Configure the connection between Node-RED and Home Assistant

  1. Log into your Node-RED instance
  2. Click the burger menu on the right side of the screen, and select Manage Palette
  3. Select the Palette tab from the dialog’s left side, then Install on the top
  4. Install the HA plugin. Make sure you pick the one named node-red-contrib-home-assistant-websocket. You do not want the one named node-red-contrib-home-assistant, it is old and abandoned. You will now see a bunch more HA-related nodes in the left sidebar.
  5. Scroll down, find the API node, and drag it onto the Flow palette.
  6. Double-click the new node. An Edit API node dialog will appear, click add new server. Keep the protocol as Websocket. Do not check the Using the Home Assistant Add-on, we’re running Node-RED outside the HAOS instance. Put in the DNS name or IP address of your Home Assistant server.
  7. Hit Done to save. It’ll switch to the properties tab, just click Done again.
  8. You’ll now see a Deploy button at the upper right of the screen. Click that so NR can activate the connection to your HA instance

You should be good to start writing Node-RED automations for your Home Assistant, but let’s verify that it’s working.

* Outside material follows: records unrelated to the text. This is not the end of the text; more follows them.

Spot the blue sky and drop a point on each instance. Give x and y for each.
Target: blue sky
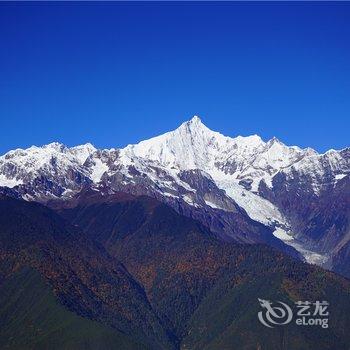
(116, 73)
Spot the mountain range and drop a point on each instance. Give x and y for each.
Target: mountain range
(242, 189)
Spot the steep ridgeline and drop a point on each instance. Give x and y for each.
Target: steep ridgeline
(206, 290)
(243, 189)
(130, 273)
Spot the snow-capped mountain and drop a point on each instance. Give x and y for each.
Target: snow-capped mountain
(229, 184)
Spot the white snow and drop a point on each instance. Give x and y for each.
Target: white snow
(340, 176)
(212, 205)
(98, 170)
(282, 234)
(6, 182)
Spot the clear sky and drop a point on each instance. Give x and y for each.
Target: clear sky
(116, 73)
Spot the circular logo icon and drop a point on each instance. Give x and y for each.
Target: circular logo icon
(274, 315)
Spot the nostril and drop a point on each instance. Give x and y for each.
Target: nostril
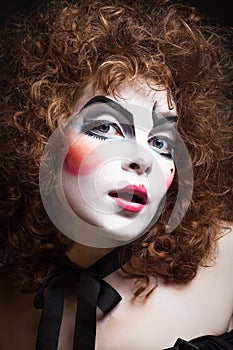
(134, 166)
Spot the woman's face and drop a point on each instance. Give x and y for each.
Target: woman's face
(119, 160)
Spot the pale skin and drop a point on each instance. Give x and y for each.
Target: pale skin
(203, 306)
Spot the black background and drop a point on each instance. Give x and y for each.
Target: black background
(220, 11)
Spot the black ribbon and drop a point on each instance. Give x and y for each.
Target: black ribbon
(206, 342)
(93, 291)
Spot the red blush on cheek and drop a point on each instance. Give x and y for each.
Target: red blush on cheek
(80, 160)
(169, 178)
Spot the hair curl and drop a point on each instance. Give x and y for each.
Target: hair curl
(49, 57)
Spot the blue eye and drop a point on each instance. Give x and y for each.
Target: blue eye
(104, 131)
(161, 146)
(103, 128)
(158, 143)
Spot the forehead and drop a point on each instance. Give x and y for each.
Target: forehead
(134, 95)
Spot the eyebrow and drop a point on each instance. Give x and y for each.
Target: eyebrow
(114, 105)
(159, 119)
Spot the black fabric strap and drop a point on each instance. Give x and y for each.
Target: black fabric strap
(93, 291)
(207, 342)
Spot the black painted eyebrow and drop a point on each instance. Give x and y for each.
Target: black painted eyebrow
(160, 119)
(114, 105)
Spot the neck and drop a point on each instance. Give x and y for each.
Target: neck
(85, 256)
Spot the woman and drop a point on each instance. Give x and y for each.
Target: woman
(129, 75)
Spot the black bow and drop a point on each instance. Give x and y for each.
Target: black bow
(93, 291)
(206, 342)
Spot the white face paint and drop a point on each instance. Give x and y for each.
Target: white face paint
(119, 163)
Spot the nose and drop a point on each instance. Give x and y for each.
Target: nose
(140, 165)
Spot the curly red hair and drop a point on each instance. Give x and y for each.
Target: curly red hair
(49, 57)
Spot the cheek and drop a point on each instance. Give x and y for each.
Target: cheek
(81, 159)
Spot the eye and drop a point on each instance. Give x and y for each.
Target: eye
(161, 146)
(105, 131)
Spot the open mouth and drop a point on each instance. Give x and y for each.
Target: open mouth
(130, 198)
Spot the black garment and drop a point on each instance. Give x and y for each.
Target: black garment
(93, 291)
(207, 342)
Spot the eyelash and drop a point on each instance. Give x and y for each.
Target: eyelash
(168, 146)
(96, 135)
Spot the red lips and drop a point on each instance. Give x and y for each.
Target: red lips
(131, 198)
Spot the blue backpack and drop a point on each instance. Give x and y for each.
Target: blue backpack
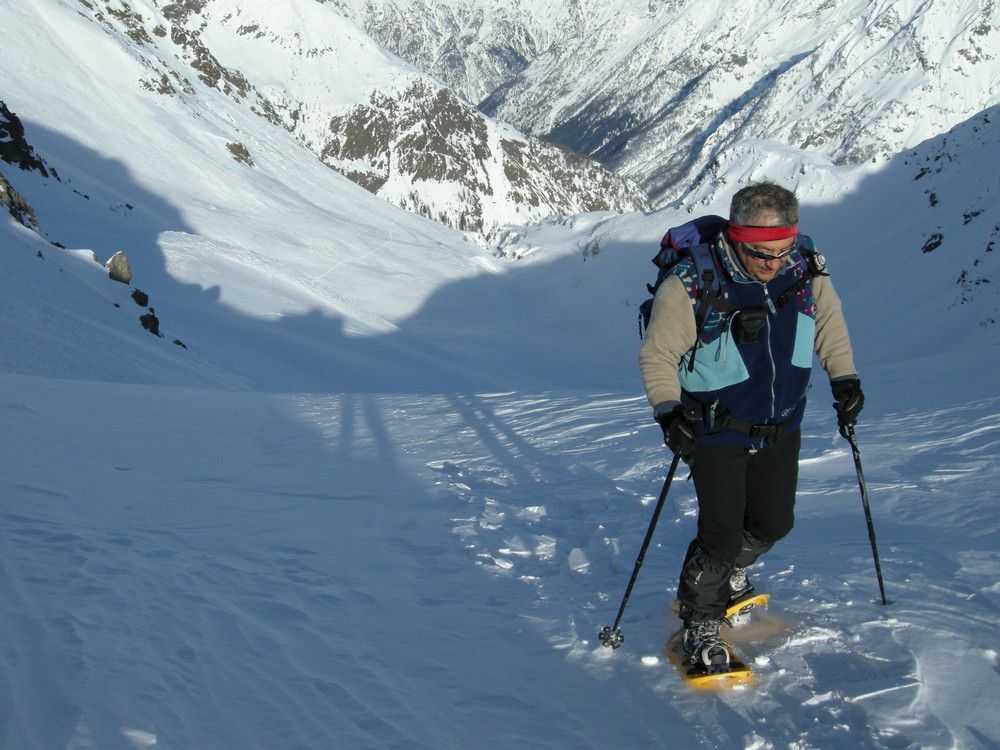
(694, 240)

Verifying your Node-RED connection

  1. Drag a Current State node onto your flow palette.
  2. Double-click it to edit it
  3. You should see your Home Assitant connection is already selected in the Server entry
  4. Start typing an entity name in the Entity ID field. If things are working correctly, it will start auto-completing the name for you.

If it autocompleted, you’re good to go. Creating automations in NR is out of scope for this post, but there are a ton of videos on YouTube to show you how.

Congratulations, you now have Node-RED running independently from Home Assistant.